In the General Assembly Building, blocks away from where Biden spoke Friday, the House of Delegates’ Militia, Police and Public Safety Committee approved a bill (HB2340) that would prohibit state agencies and employees from assisting federal authorities in enforcing new restrictions on gun ownership or the private transfer of guns and ammunition.
The legislation is aimed squarely at President Barack Obama’s proposals – prompted by last month’s school massacre in Connecticut – to ban military-style assault weapons and high-capacity ammunition magazines, and require background checks for all gun sales, including private transactions.
The measure, introduced by Del. Bob Marshall, R-Prince William County, was approved on a 15-7 party-line vote by the Republican-controlled committee after a brief debate.

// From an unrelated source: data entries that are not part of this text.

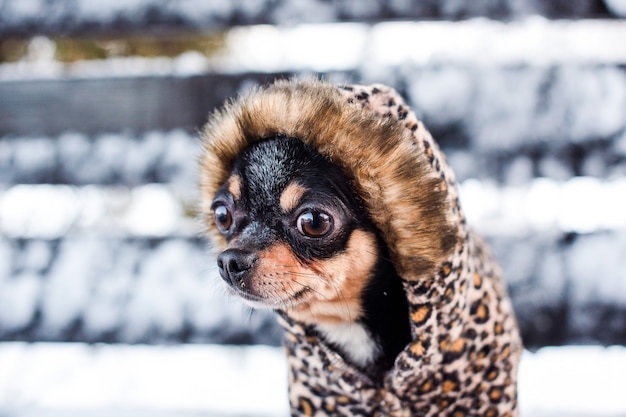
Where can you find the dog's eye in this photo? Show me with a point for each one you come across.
(223, 218)
(313, 223)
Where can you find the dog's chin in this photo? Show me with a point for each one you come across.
(274, 302)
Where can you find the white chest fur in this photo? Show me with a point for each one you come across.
(353, 339)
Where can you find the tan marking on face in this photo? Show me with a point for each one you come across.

It advances to the House floor.
Del. Todd Gilbert, R-Shenandoah County, said the bill is based on the principle that “no employee of the commonwealth or any of its political subdivisions should help the federal government tread upon our long-held belief that Second Amendment rights are highly individualized and very important.”
Democrats on the panel warned that the measure could inhibit investigations of gun trafficking and incidents such as the Connecticut school shooting. They also suggested that it could put federal grants at risk.

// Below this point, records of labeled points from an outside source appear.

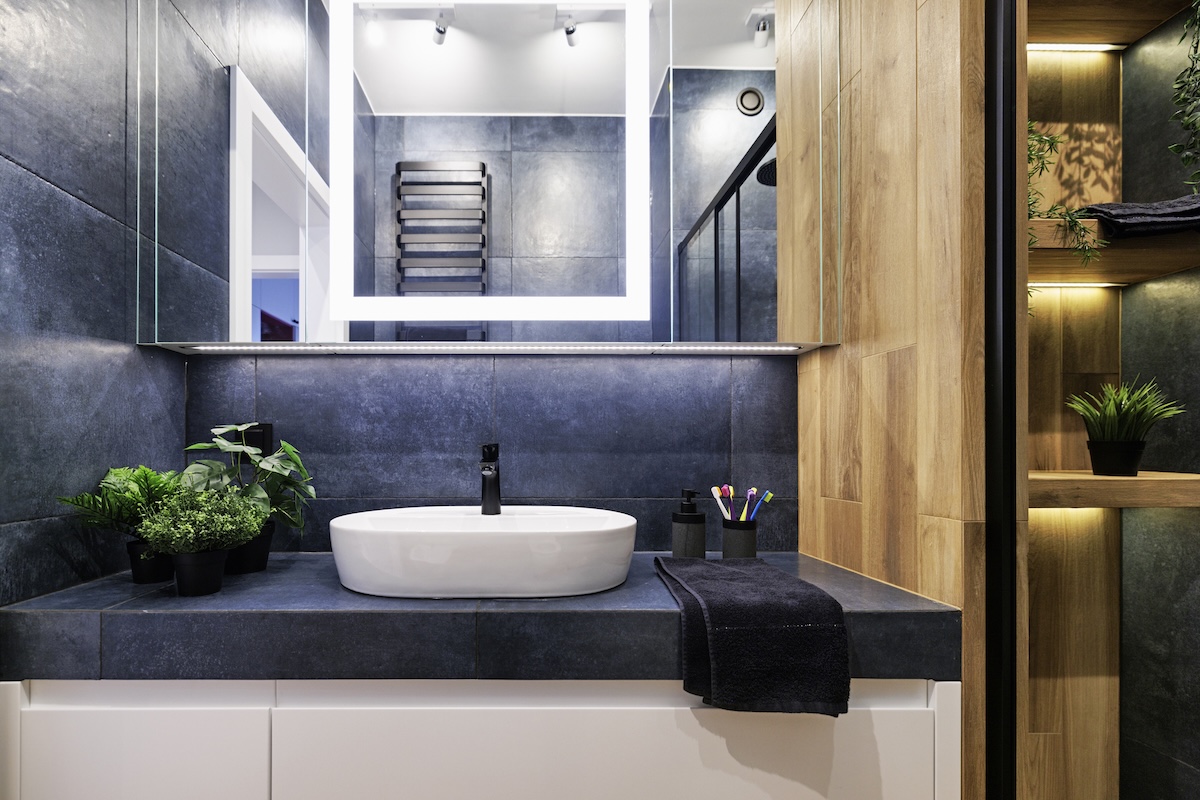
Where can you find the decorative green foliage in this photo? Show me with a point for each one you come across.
(277, 483)
(1123, 413)
(197, 522)
(1187, 97)
(125, 498)
(1042, 148)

Dana Schrad, executive director of the Virginia Association of Chiefs of Police, expressed concern that the measure might interfere with the ability of state and local police to participate in joint task forces with federal law enforcement agencies.
For at least one gun enthusiast, the measure has a laudable intent that doesn’t go far enough.
“If we don’t put some teeth into it, it’ll be useless,” Mike McHugh of the Virginia Gun Owners Coalition told the committee. “I think we’re coming to a point in this country where the states are going to have to finally decide – and I hope it doesn’t end up like years ago – that we’re going to have to face down Barack Obama’s federal plantation.”
Asked what sort of “teeth” he meant, McHugh cited a proposed measure in Texas that would “put in jail any federal officer that dared to violate the sacred soil of Texas.”
Del. Alfonso Lopez, D-Arlington County, suggested that the Virginia measure amounts to a nullification of federal law, which would be unconstitutional.
“I’m not aware of any successful nullification since Appomattox,” Gilbert replied. “It is not a nullification bill.”